Bush's "Fox-guarding-the-henhouse Personnel Plan"
by Matthew Madia, 4/4/2007
In today's Washington Post, Ruth Marcus wrote a column deriding the Bush administration's "fox-guarding-the-henhouse personnel plan," in which friends of industry and GOP insiders are rewarded with powerful government jobs.
The column mentions Michael Baroody, the manufacturing industry lobbyist recently nominated to head the Consumer Product Safety Commission which regulates manufactured products. It also mentions Julie Macdonald, the Interior Department official who, as Reg•Watch blogged last week, interfered in agency science to meet political ends. The column does not mention Susan Dudley, whose industry ties did not stop President Bush from nominating her to be the White House's regulatory czar.

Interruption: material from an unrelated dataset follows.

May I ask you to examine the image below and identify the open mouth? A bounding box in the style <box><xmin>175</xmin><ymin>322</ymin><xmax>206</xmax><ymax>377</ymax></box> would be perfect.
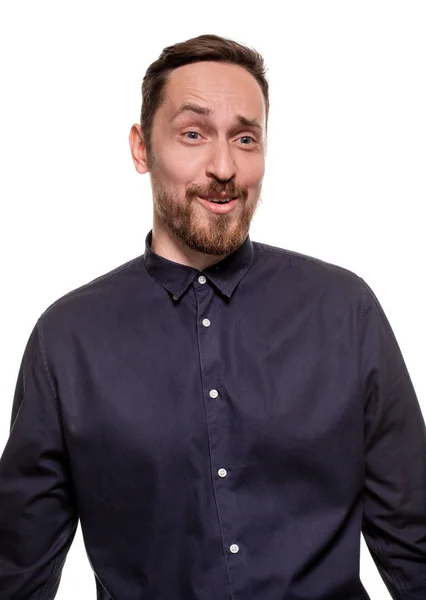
<box><xmin>199</xmin><ymin>196</ymin><xmax>237</xmax><ymax>204</ymax></box>
<box><xmin>197</xmin><ymin>196</ymin><xmax>239</xmax><ymax>214</ymax></box>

Marcus can't be faulted for not mentioning Dudley. After all, there isn't enough space on the Post op-ed page to list all the industry allies who have wound up in top administration posts. In the end, it is the whole that is greater than the some of its parts. As Marcus notes, the Bush philosophy is dangerously anti-government:
If your faith is more in the operations of the private sector than in the capacity of government, if you have scant commitment to the laws you are pledged to enforce, if you see government less as a trust to be administered than a force to be used for the benefit of political and ideological allies, then this kind of behavior is the inevitable result.
In short, if you identify so completely with the foxes, it's no wonder that you end up with a henhouse that is so thoroughly, tragically trashed.